A pig and a poke (The MLS “Menu”)



This week I actually got hungry reading the MLS and the LA Times real estate ads. Check out these bloopers so you can see what’s currently on the menu. I must warn you, you may want to hit the sauce and trim the fat:

I’m In the Mood For Food 

“This hame is well stocked.” (Thank you, Porky Pig.) 

“Hear is the glolden egg!” (…Which apparently comes scrambled.) 

“Counter w/ new pop and fresh” ( Fat little dough boy included.)

“This one has alla the gravy” (Said Carmella Soprano as she proudly served her baked ziti.)

“You’ll marble when you see this beauty” (Bummer. At least Lot’s wife got to be a condiment.)

“We hamdle REOs” (That’s one way to bring home the bacon.) 

Ham Fingers…So The Pork Lingers                                            

“Small pad w/ view of peer” (Why go home when you can sleep at the office?) 

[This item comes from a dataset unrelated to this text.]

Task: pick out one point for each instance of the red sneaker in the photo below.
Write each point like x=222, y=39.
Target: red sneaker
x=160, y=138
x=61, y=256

“This is not a TIC” (…said Jeff Goldblum’s  hands.) 

“This pad in the Hollywood Hills is phat.” (So is your head, Biggie Smalls.) 

“Cabinets w/ polished mental inserts” (Listing w/ punch drunk mental idiot.)

“This is a Short Shale” (Say that five times really fast.) 

Is It Happy hour Yet? 

“Just done finished floored” (Bottle done, finished agent on floor.) 

“Cork floors in bar aria” (Methinks the cork was popped several drinks ago.) 

“Stunning hammerred doors” (Offered by stumbling hammered dufus.) 

“This condonimiun has all the trimmins” (Sauced agent has the tremorrrrs.) 


“Bask in the warm sin by the pool” (Yay – party at Charlie Sheen’s  pad!)